Author : Christopher S. Clapham
Publisher : James Currey Publishers
Page : 2 pages
File Size : 32,19 MB
Release : 1998
Category : History
ISBN : 0852558155
Analyses African insurgencies and their relationship to the societies in which they are set and to the outside world.
Author : Nirmal Nibedon
Publisher : Lancer Publishers LLC
Page : 471 pages
File Size : 26,44 MB
Release : 2013-10-19
Category : Political Science
ISBN : 1935501836
This is the explosive story of the underground movement in Nagaland never written before. It is an investigative report of the secret trails where the dew never dries, a trail which ended far beyond the Indian borders, snaking into the monsoon-soaked jungles of Kachin, where men like Zewtu fought and died unsung. These were the forests of no return where men like Kaito, Zhukiye. Mowu, Zuheto and Thinoselie embraced death often and survived.
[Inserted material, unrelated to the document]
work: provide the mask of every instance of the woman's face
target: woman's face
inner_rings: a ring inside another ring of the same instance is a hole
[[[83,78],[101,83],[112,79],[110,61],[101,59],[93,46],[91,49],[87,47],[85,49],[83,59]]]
You are about to enter ‘terra incognita’ on the fog-bound heights of the Arakans where many a platoon commander fell, their mission reports unwritten. It is the only book to offer interpretations on: Meikhel: Three of the hallowed stones, of which two fell, according to a Naga prophecy. Oking: Top-secret mobile Headquarters of the Guerrillas. Ahza: A decree which emanated from Oking and could bring death of traitors. Peking: The Chinese connection which made an effort to convert Nagaland into a mini-Vietnam. Kuknalim: “Long live the land” was how the Guerrillas greeted each other, while they talked with bullets. Tatar Hoho: The underground Parliament where democracy prevailed. Alee Command: The Foreign Legion - will it strike again? Kachin: Where the south-east Asian guerrilla movements converge to co-ordinte. In The Night of the Guerrillas, there are no villains - the contending sides were caught between the indomitable and the inevitable. The destiny of the Nagas must have always lain with India while the luckless revolutionaries were searching it elsewhere.
Author :
Publisher :
Page : 336 pages
File Size : 48,66 MB
Release : 1962
Category : Government publications
ISBN :
Author :
Publisher : Nanopathy
Page : 92 pages
File Size : 46,40 MB
Release :
Category :
ISBN :
Author : David Kilcullen
Publisher : Oxford University Press
Page : 377 pages
File Size : 10,42 MB
Release : 2011
Category : History
ISBN : 0199754098
A Senior Counterinsurgency Advisor to General David Petraeus, Kilcullen's vision of war dramatically influenced America's decision to rethink its military strategy in Iraq. Now, Kilcullen provides a remarkably fresh perspective on the War on Terror.